Previously, Collins et al. (22) showed that a mutation in the hydrophobic pocket (Y251A) of AMA1 prevented the binding of AMA1 to a complex of RON proteins in vitro. However, the specific RON protein that binds this pocket was not identified. We expressed AMA1 with the central tyrosine in the pocket mutated to alanine (Y251A) and tested its ability to bind RON2L. This mutated AMA1 (Y251A) showed no RON2L binding (Fig. 2C). The Y251A mutation did not alter the folding of AMA1, as evidenced by the similar binding of conformation-specific mAbs 4G2 and 1F9 to both wild-type rAMA1 and rAMA1 (Y251A; Fig. S5D). These data indicate that RON2 binds the hydrophobic pocket of PfAMA1.

RON2L and Antibodies (Abs) to RON2L Block Invasion of Merozoites into Erythrocytes.

To determine whether the binding of RON2L to the pocket of AMA1 affects invasion, we monitored invasion of merozoites into RBCs in the presence of RON2L. We found that merozoite invasion of RBCs was blocked by 99% at 1.0 μM RON2L (Fig. S6 A and B). A scrambled peptide of RON2L as a control did not inhibit invasion (Fig. S6B). This result confirms the results of previous studies using recombinantly expressed RON2L fused to GST that showed inhibition of host cell invasion by Tg and Pf (27, 28), albeit at much higher efficiency.

We generated Abs to RON2L in rabbits and affinity purified the rabbit IgG on a RON2L column. The affinity purified RON2L-specific rabbit IgG blocked invasion of RBC by both Pf 3D7 and FVO clones (Fig. 3). The inhibition of invasion required 0.5–2 mg/mL RON2L-specific Ab. Because the Ab was only raised against the small AMA1 binding region of RON2, targeting the entire C-terminal region of RON2 may provide stronger inhibition because the peptide C-terminal to TgRON2L also binds TgAMA1 (27).

Fig. 3.
Abs to RON2L inhibit merozoite invasion of RBCs. Affinity purified anti-RON2L IgG from two rabbits (black and gray bars) inhibit merozoite invasion of 3D7 and FVO parasites as determined by standard growth inhibition assay.

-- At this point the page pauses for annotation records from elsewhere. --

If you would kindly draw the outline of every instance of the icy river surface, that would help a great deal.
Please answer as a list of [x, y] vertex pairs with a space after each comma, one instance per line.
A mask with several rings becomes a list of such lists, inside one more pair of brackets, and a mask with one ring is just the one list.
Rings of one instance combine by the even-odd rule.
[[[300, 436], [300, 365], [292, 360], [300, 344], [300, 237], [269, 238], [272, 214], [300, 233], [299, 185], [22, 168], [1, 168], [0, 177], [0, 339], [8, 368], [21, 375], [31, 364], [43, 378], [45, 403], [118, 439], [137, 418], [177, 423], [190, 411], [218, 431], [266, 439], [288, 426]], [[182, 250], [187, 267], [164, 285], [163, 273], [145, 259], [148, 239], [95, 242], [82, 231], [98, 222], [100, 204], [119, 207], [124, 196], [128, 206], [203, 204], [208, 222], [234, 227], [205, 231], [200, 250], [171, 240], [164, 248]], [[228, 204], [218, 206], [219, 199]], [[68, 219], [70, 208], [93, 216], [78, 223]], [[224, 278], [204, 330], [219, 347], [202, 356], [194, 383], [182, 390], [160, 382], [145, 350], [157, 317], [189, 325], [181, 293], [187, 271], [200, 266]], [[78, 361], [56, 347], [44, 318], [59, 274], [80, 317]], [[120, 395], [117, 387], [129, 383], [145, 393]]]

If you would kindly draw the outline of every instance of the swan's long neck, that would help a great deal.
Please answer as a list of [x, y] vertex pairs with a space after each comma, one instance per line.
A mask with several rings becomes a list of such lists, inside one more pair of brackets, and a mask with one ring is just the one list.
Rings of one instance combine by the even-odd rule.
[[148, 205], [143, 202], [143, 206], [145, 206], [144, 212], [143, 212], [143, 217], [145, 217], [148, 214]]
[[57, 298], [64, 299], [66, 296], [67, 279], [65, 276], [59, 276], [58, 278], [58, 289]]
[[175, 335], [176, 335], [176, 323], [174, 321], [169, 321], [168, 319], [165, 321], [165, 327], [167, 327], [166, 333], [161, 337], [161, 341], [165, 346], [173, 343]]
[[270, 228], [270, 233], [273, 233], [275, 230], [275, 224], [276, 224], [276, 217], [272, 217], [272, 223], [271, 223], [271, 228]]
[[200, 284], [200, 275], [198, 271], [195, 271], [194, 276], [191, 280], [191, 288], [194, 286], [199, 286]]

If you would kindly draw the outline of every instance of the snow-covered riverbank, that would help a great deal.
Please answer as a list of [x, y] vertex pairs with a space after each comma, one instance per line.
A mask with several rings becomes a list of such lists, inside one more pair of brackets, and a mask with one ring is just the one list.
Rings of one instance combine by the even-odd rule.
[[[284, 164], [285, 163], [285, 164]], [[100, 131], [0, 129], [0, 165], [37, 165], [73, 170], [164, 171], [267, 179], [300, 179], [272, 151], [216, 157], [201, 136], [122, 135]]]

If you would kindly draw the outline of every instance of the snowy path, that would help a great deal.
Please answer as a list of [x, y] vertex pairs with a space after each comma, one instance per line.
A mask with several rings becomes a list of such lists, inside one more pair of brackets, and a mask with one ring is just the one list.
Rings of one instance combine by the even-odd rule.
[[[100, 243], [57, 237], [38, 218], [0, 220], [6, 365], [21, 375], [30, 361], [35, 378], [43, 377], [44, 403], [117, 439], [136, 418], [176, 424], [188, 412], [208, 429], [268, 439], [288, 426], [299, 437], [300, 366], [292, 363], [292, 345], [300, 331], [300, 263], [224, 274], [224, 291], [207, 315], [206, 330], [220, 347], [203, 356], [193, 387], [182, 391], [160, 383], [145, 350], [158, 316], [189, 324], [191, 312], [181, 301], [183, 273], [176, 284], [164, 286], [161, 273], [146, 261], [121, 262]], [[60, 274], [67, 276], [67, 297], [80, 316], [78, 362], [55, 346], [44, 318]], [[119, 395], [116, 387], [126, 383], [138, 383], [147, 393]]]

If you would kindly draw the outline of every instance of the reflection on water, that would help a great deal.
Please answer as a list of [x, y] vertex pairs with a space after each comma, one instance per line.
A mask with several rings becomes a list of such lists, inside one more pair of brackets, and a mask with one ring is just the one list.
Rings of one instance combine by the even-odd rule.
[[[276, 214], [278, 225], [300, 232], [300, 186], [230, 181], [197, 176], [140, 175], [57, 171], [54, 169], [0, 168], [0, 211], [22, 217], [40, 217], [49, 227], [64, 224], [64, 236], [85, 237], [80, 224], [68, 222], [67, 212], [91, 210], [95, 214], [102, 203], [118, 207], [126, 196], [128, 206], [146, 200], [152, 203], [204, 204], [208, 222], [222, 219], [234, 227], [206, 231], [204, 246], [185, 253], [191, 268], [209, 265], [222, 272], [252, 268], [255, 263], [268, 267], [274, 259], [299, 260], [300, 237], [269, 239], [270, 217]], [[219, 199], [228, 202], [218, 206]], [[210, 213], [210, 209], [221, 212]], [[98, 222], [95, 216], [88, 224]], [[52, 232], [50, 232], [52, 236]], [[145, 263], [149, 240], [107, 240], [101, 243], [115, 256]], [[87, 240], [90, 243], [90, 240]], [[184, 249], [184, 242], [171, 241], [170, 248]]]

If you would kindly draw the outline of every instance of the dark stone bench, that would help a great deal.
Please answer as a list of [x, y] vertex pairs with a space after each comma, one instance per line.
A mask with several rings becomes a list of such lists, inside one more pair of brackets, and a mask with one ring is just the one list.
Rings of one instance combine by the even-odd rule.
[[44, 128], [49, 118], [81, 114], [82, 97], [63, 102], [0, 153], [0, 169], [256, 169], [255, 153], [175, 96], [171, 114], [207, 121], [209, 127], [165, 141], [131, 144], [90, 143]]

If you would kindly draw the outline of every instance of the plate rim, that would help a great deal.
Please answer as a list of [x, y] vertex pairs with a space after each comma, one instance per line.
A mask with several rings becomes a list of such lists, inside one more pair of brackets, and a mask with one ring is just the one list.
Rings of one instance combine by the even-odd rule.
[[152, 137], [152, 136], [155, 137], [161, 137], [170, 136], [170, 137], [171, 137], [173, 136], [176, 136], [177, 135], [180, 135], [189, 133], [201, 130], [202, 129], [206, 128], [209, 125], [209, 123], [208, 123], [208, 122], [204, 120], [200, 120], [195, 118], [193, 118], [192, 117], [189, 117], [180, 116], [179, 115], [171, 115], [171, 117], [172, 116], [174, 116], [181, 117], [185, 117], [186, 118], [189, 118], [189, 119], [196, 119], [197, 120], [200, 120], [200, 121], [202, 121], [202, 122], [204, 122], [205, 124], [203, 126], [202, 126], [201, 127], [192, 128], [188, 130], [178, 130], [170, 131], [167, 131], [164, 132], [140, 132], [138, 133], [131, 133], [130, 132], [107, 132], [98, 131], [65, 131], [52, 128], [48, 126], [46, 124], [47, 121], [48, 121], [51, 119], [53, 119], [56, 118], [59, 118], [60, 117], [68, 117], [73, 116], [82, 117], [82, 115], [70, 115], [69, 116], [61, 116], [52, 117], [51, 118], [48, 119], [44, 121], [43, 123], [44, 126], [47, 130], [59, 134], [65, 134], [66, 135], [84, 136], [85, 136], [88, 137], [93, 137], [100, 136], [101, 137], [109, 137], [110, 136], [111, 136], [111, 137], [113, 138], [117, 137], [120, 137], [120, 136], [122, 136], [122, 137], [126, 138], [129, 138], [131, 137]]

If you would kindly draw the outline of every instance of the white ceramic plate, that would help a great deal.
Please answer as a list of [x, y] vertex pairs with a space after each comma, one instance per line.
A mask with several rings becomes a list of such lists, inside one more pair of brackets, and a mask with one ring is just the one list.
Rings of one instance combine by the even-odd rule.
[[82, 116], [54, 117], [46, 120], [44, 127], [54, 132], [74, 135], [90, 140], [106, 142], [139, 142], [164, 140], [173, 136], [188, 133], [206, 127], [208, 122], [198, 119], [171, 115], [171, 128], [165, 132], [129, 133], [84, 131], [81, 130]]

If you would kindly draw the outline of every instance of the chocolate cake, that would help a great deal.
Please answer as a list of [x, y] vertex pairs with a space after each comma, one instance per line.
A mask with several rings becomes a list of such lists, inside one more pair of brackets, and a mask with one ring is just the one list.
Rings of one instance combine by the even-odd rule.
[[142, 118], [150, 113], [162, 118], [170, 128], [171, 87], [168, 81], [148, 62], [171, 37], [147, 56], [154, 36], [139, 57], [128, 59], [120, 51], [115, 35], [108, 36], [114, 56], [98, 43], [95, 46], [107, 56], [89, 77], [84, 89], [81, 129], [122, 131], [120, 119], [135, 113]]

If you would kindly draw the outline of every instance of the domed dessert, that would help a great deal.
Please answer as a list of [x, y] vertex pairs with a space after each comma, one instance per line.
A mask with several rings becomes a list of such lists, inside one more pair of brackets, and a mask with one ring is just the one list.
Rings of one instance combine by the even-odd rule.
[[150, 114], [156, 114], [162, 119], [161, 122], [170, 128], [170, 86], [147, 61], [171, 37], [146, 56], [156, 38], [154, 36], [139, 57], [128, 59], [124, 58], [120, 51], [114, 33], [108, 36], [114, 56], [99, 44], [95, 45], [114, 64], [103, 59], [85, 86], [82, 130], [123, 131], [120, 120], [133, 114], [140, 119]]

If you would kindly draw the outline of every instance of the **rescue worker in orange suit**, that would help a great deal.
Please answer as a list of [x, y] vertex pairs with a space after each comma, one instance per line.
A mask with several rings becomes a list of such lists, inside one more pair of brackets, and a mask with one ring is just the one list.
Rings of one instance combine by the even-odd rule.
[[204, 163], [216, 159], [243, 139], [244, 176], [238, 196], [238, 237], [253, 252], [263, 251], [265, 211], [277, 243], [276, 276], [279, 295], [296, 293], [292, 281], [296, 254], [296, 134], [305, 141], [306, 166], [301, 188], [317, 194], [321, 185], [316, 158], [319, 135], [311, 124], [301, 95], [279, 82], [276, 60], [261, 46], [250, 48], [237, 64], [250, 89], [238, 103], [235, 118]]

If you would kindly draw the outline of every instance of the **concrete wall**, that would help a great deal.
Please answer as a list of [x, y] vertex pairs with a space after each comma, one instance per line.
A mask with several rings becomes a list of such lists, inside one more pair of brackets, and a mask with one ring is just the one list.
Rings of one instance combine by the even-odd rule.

Anti-AMA1 rabbit IgG to a combination ...

Binding of RON2 to AMA1 in Cytochalasin-Treated Merozoites Triggers Junction Formation and Commitment to Invasion.

To dissect the function of AMA1–RON2 interaction during invasion, we determined the effect of mAb 4G2 and RON2L on cytochalasin-treated merozoites. As previously shown, in the presence of cytochalasin D that inhibits actin polymerization, merozoites attach to RBCs and apically reorient (Table S1 and Fig. S7). These merozoites come into close apposition with the RBC, form a junction, and induce vacuole formation within the RBC, indicating rhoptry secretion (Fig. 4A, b and c).

Fig. 4.
RON2 binding to AMA1 is required for triggering junction formation. (A) Transmission electron microscopy of merozoites treated with 2 μM cytochalasin D. (ac) Merozoite attachment (a), reorientation and junction formation (b), and the ...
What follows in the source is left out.